Most global seafood industries are suffering, from aquaculture hubs such as Puerto Montt in Chile or Bergen, Norway, for salmon farmers, and Ho Chi Minh City in Vietnam for pangasius and shrimp exporters. Guayaquil is exposed to a perfect storm of currency issues, the earlier collapse of the Chinese economy where 60% of Ecuador’s shrimp is sold, and a lack of government aid from a country that is teetering on the brink of default with government debt.
Some shrimp farmers have suspended payments to key service companies, a situation that is starting to slowdown farming and processing activities.
“Farmers are panicking and taking more than 30 days for payments due since COVID-19 started in China,” said one supplier of key materials to the industry. “Shrimp prices are really low and it’s almost a miracle that farmers are still on their feet.”
The government is doing nothing or really little to protect this industry, the executive said.
“It’s chaos. Workers do not want to work on farms as they are afraid of getting COVID-19, and the media is talking this up,” he said.

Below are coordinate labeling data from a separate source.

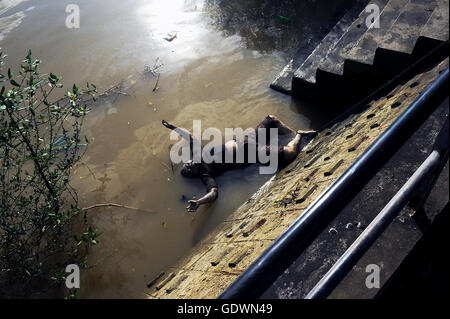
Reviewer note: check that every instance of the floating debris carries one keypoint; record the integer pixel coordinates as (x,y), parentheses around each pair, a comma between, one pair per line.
(171,37)
(153,70)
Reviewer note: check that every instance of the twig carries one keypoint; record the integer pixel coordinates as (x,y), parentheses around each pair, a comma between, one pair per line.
(156,84)
(117,205)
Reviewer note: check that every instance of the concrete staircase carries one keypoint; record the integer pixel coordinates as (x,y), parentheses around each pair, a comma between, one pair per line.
(354,59)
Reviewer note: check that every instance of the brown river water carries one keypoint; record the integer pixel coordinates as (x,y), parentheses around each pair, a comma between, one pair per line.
(218,69)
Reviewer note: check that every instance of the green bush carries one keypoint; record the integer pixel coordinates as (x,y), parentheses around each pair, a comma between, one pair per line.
(42,228)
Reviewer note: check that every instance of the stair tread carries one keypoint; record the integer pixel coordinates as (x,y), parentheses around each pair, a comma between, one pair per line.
(334,61)
(283,82)
(437,25)
(308,68)
(364,50)
(403,35)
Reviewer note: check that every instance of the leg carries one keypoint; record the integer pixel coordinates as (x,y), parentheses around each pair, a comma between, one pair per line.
(291,150)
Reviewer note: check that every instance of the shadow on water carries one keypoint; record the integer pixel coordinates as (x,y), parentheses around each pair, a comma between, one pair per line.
(291,26)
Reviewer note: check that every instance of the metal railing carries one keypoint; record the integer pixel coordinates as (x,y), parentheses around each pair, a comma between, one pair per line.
(254,281)
(431,167)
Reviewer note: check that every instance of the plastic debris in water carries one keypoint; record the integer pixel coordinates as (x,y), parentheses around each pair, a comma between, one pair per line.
(283,19)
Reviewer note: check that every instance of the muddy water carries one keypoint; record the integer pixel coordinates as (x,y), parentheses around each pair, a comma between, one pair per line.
(208,73)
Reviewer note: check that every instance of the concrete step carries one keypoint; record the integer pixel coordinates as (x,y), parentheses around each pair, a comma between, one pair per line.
(364,50)
(334,61)
(409,30)
(283,82)
(437,25)
(307,71)
(403,34)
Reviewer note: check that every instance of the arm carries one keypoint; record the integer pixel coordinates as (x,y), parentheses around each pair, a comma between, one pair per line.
(208,198)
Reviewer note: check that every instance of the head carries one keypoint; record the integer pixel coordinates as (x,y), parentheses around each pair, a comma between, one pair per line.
(191,169)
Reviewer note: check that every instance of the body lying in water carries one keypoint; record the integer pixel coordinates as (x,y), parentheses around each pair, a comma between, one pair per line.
(208,171)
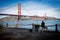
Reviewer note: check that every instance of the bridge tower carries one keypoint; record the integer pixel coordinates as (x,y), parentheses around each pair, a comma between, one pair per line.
(19,11)
(19,15)
(45,16)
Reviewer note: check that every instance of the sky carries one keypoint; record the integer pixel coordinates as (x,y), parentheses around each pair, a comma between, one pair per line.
(31,7)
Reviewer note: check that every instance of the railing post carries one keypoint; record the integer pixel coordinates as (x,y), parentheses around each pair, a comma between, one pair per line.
(6,24)
(33,27)
(56,30)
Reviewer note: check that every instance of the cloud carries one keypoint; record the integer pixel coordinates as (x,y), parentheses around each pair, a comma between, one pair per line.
(31,8)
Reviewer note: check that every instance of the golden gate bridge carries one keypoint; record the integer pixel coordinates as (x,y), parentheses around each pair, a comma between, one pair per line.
(19,14)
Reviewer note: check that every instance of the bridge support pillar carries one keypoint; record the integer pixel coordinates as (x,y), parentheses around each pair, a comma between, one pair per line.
(56,29)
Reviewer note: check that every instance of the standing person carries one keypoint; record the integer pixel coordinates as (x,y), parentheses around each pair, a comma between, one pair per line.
(43,25)
(6,24)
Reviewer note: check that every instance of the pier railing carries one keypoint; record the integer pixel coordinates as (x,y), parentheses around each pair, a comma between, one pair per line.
(56,26)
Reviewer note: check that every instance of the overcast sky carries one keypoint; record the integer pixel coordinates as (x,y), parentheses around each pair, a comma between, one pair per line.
(31,7)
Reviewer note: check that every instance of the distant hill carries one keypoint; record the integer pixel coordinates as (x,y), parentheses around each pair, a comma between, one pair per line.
(27,18)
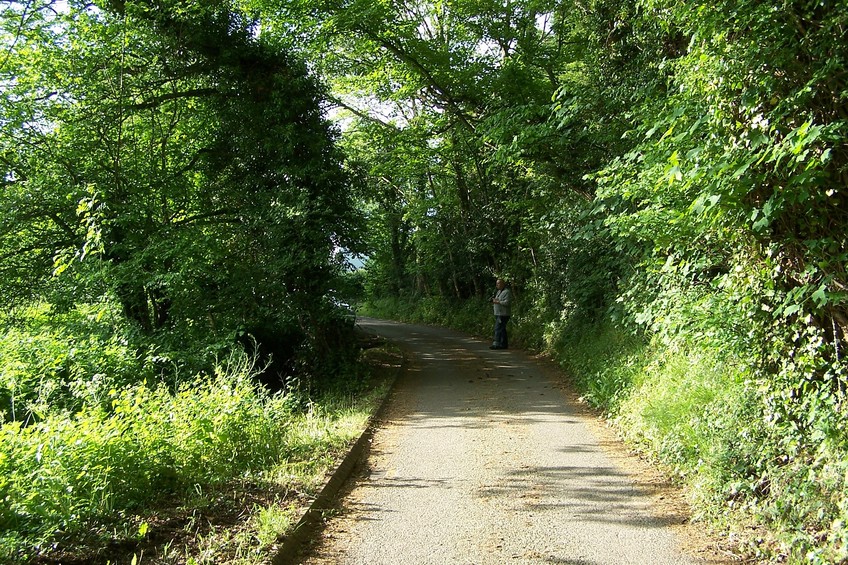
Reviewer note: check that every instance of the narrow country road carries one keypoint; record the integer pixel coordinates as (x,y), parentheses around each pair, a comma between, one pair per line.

The Ecuadorian industry is pinning its hopes on the recovery of the Chinese economy, even though the country’s gross domestic product slumped 6.8%, the worst quarterly performance on record. There is even less hope of a quick recovery in export volumes to Europe, due to the shutdown of the hotels, restaurants and bars, the foodservice trade, and the slow return to normal.
Ecuadorian President Lenin Moreno has little room for maneuver in helping key industries. Standard & Poor’s said Ecuador’s default on government bonds in “inevitable” in the next six months, suggesting that the country can ill afford to allow all of its key industries to defer tax payments. The government already bond interest payments on March 23, exercising a 30-day grace period. However, Ecuador’s shrimp industry already benefits from a generous fuel subsidy.
Ecuador’s stellar export
Shrimp overtook the banana trade in recent years as Ecuador’s biggest export business after crude oil exports. The rise of the Ecuadorian shrimp industry helped turn Guayaquil into a glittering international hub, from a relative tropical backwater in a decade ago.
Ecuador’s shrimp exports have risen exponentially as a result of China’s demand for high-quality, vannamei shrimp. As a farmer of excellence, Ecuador specializes in producing the head-on, shell-on (HOSO) white shrimp in smaller sizes that China craves. That’s the reason why Ecuador sells so much of its shrimp to China while countries closer to China such as India uses its abundant labor force to sell processed shrimp to the US.
Ironically, Guayaquil’s status as perhaps the worst affected city in Latin America is partly the result of the success of the shrimp industry. Companies come into daily contact with buyers from Asia. The virus may have spread as many affluent Ecuadorians were able to travel abroad during the recent vacation season, coming into contact with the virus, said Guayaquil’s mayor Cynthia Viteri. She is also recovering from the virus.